About one test task

Recently Youtube (*a site that violates the law of the Russian Federation) recommended me a video that was curious from various angles. It dealt with a task that, according to the author, was given to an acquaintance of his at an interview for a job at Apple. His friend could not solve this problem.

The task itself is this. We have a data structure that is a singly linked list. Each node of the list contains its unique number (not necessarily in the order of list connectivity) and a pointer to the next node. It is necessary to determine whether there is a cycle in this list (obviously, there can be at most one cycle in a singly linked list) and if so, print the number of the first node of this cycle in the order of traversal of the list.

This was illustrated by the following picture:

Obviously, in these three options, the answers will be, respectively, “2”, “no” and “1”.

Here, readers are invited to come up with their own algorithm, while looking at the picture to attract attention.
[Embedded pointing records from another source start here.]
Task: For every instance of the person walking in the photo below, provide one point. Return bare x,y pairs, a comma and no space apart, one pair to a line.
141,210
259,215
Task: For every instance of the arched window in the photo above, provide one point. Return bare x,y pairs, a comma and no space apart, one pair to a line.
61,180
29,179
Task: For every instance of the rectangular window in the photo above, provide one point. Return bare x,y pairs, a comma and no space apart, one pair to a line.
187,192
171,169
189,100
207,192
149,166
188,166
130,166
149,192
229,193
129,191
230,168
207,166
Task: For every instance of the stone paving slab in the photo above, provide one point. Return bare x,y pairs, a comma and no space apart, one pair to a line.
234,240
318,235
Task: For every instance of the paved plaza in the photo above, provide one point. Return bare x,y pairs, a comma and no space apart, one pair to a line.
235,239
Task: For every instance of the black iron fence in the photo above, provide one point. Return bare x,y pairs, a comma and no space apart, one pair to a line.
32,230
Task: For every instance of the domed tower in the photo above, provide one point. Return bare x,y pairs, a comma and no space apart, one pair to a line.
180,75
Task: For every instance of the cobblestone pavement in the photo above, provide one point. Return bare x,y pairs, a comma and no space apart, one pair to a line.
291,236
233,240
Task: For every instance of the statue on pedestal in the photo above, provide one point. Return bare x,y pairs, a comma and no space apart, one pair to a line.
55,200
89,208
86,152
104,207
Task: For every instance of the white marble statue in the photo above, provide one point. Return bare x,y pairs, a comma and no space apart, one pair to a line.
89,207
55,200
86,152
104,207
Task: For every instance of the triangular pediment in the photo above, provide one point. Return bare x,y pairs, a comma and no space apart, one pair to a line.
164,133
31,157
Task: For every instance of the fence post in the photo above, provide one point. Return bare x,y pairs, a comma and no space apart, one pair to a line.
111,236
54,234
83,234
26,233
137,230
The next step was a hint to the viewers in the video: if someone came up with the idea of storing the passed nodes in some kind of data structure and checking each new node for the presence in this structure, then such a solution is bad, since the algorithm should not require O (n) additional memory.

The following turned out to be a real shock for me: more than half of the commentators who noted under the video not only could not find a solution with the indicated restriction, but generally considered such a task to have unbearable complexity and devoid of practical meaning. According to these people, this task far exceeds in its complexity anything that a programmer could ever need in life.

This was the first thing I would like to share with readers. I just can’t keep that kind of knowledge to myself. My ideas about the typical level of people who are professionally engaged in programming have changed a lot. Of course, not everyone watches such videos, but not everyone, for sure, found the courage to write that they do not understand anything.

Now let’s move on to the solution of the problem proposed by the author of the video (and, apparently, reported to Apple by an unsuccessful applicant).

It is proposed to have two pointers according to the “tortoise and rabbit” scheme, the first of which advances from the beginning of the list at a rate of 1 knot per step, and the second at a rate of 2 knots per step. If the list is linear, then the second pointer will sooner or later reach its end, and if it is cyclic, then the pointers will meet sooner or later. Further, by more subtle reasoning, it can be shown that after the meeting, if two pointers are advanced 1 node per step, starting from the beginning of the list and from the meeting point, respectively, then these pointers will meet at the beginning of the cycle.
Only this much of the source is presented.